FORD, District Judge.

This is an action brought to recover Federal Estate Taxes assessed against the plaintiff as executor of the will of Philip G. Peabody. The right to trial by jury being waived, the case was heard without a jury. The question involved herein is whether bequests to the New England Anti-Vivisection Society and the Freethinkers of America, Inc., were exempt from estate taxes under the provisions of Section 303(a) (3) of the Revenue Act of 1926, 44 Stat. 72, as amended by Section 807 of the Revenue Act of 1932, 47 Stat. 282, 26 U.S.C.A. § 412(d), which reads as follows:

"For the purpose of the tax the value of the net estate shall be determined —

"(a) In the case of a resident, by deducting from the value of the gross estate * * *

"(3) The amount of all bequests, legacies, devises, or transfers * * * to or for the use of any corporation organized and operated exclusively for religious, charitable, scientific, literary, or educational purposes, including * * * the prevention of cruelty to children or animals, no part of the net earnings of which inures to the benefit of any private stockholder or individual * * *."

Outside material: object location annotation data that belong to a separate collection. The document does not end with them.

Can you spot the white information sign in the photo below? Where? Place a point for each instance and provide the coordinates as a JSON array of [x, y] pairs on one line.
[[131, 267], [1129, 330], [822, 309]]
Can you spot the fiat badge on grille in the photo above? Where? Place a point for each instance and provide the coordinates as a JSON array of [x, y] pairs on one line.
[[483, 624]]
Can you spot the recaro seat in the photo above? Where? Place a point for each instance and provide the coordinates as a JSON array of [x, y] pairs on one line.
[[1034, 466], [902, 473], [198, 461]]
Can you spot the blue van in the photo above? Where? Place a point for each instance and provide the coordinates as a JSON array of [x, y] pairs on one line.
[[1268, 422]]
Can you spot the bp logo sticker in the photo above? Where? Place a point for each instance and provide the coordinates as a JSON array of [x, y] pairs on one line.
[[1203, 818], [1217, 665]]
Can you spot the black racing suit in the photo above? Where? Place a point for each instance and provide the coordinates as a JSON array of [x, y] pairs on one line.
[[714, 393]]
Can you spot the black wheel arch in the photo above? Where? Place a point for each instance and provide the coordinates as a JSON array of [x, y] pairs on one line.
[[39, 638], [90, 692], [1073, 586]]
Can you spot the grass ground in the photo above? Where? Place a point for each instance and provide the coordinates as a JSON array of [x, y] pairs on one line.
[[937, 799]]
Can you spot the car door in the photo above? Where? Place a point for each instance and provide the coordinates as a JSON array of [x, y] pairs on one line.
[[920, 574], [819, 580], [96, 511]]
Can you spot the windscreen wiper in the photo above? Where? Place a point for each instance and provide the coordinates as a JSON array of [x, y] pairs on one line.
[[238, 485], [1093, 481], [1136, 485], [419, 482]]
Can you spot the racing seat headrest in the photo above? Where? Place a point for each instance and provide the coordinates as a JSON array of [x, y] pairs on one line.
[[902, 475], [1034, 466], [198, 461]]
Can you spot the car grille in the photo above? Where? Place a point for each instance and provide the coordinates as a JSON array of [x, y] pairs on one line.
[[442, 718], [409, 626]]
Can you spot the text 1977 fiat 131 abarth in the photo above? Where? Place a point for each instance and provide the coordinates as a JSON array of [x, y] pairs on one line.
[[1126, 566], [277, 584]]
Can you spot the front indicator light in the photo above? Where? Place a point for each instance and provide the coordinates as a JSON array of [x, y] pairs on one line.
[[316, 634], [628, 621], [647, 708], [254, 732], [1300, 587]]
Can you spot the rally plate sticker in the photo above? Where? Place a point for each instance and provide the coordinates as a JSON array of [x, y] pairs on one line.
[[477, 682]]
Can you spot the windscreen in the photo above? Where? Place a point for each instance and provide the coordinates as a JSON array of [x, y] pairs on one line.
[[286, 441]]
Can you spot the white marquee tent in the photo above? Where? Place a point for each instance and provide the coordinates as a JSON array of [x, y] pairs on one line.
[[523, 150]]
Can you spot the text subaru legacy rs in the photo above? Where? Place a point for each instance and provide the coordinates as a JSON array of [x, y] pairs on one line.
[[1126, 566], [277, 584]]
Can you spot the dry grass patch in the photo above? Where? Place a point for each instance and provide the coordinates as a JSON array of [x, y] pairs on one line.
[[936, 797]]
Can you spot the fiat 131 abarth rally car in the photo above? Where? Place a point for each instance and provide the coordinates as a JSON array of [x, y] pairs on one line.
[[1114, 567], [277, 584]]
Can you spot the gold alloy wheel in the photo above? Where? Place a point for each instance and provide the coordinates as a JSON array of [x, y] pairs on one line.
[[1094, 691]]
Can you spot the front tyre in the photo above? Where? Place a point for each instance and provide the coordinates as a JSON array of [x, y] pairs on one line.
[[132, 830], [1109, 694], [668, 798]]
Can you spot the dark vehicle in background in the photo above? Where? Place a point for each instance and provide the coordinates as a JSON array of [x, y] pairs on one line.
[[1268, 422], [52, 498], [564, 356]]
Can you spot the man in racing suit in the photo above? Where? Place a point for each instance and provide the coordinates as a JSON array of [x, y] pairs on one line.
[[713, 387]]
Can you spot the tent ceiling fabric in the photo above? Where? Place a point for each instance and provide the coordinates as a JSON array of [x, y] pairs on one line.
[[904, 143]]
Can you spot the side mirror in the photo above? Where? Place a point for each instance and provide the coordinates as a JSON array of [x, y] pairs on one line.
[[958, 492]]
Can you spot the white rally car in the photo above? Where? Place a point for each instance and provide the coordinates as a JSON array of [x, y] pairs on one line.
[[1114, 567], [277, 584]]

The special findings of fact required by Rule 52, Federal Rules of Civil Procedure, 28 U.S.C.A. following section 723c, which include and adopt those contained in the agreed statement of facts filed by the parties are as follows:

Philip G. Peabody, died a citizen of the United States and a resident of Boston, Massachusetts, on February 25, 1934, and the plaintiff was duly appointed executor of this will on October 30, 1934. The will provided that the residue of the estate was to be distributed in equal shares to the Massachusetts Society for Prevention of Cruelty to Animals, the New England Anti-Vivisection Society, and the Freethinkers of America, Inc. As a result of a compromise of this will each society was allotted the sum of $38,974.20. A deduction was allowed as to the share of the Massachusetts Society for the Prevention of Cruelty to Animals. On July 17, 1935 the Commissioner of Internal Revenue refused to allow the deductions in reference to the New England Anti-Vivisection Society and the Freethinkers of America, Inc., stating that "no deduction is made for the charitable, public, and similar gifts and bequests for the reason that from the evidence submitted as to the purposes and activities of the organizations in question, it appears that a substantial part of their activities is carrying on propaganda or otherwise attempting to influence legislation."

The reason assigned was based upon Section 406 of the Revenue Act of 1934, 48 Stat. 755, to which the Commissioner made reference, and which it is agreed between the parties to this suit is not applicable in view of the date of the testator's death on February 25, 1934, the effective date of the amendment being May 10, 1934. It was agreed for the purposes of this case that the 1934 Amendment had no retroactive effect.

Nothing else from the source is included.